If a snowball melts so that its surface area decreases at a rate of 3 cm2/min, find the rate at which the diameter decreases when the diameter is 11 cm.
a = pi d^2
da/dt = 2pi d dd/dt
You have da/dt and d, so find dd/dt
To find the rate at which the diameter decreases, we need to relate the surface area and the diameter of the snowball. The surface area of a sphere is given by the formula:
Surface area = 4πr^2
Where r is the radius of the sphere. Since the diameter is twice the radius, we can write:
Surface area = 4π(d/2)^2
Surface area = 4π(d^2/4)
Surface area = πd^2
Now, we need to find the rate at which the diameter decreases when the surface area decreases at a rate of 3 cm^2/min.
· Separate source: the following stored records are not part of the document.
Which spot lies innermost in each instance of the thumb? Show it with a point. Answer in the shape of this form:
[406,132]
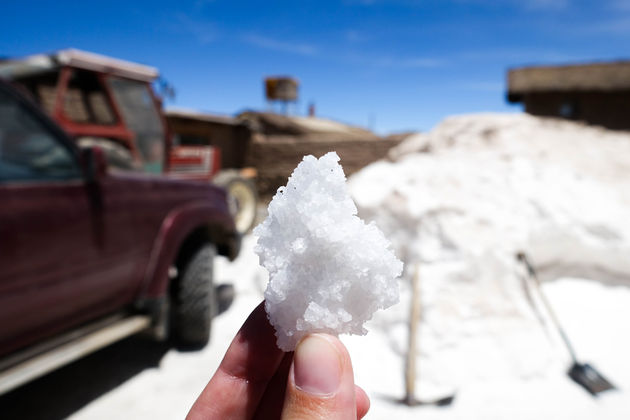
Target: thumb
[321,382]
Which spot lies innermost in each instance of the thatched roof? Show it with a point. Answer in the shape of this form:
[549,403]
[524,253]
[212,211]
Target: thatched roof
[275,124]
[583,77]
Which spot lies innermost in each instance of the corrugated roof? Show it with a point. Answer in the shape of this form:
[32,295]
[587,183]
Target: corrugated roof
[585,77]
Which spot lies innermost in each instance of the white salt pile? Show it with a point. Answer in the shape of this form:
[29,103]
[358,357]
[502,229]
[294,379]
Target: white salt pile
[328,271]
[460,201]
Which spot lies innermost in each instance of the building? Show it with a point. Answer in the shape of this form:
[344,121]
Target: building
[597,93]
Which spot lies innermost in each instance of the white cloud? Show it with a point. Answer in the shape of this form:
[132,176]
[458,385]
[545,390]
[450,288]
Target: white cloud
[204,32]
[282,46]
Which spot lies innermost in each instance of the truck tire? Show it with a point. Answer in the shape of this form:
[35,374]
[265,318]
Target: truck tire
[193,300]
[242,198]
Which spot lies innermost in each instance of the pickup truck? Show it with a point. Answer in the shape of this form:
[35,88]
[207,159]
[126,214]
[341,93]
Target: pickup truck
[89,254]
To do this, we differentiate the equation with respect to time (t):
d(Surface area)/dt = d(πd^2)/dt
Now we can apply the chain rule:
d(Surface area)/dt = 2πd(d/dt)
Given that d(Surface area)/dt = -3 (since the surface area is decreasing at a rate of 3 cm^2/min), we can solve for the rate at which the diameter decreases (d(diameter)/dt):
-3 = 2πd(d(diameter)/dt)
Now we can plug in the initial diameter value (d = 11 cm) to find the rate at which the diameter decreases when the diameter is 11 cm:
-3 = 2π(11)(d(diameter)/dt)
Simplifying the equation:
-3 = 22π(d(diameter)/dt)
Finally, we solve for d(diameter)/dt:
d(diameter)/dt = -3/(22π)
So, the rate at which the diameter decreases is approximately -0.043 cm/min when the diameter is 11 cm. Note that the negative sign indicates that the diameter is decreasing.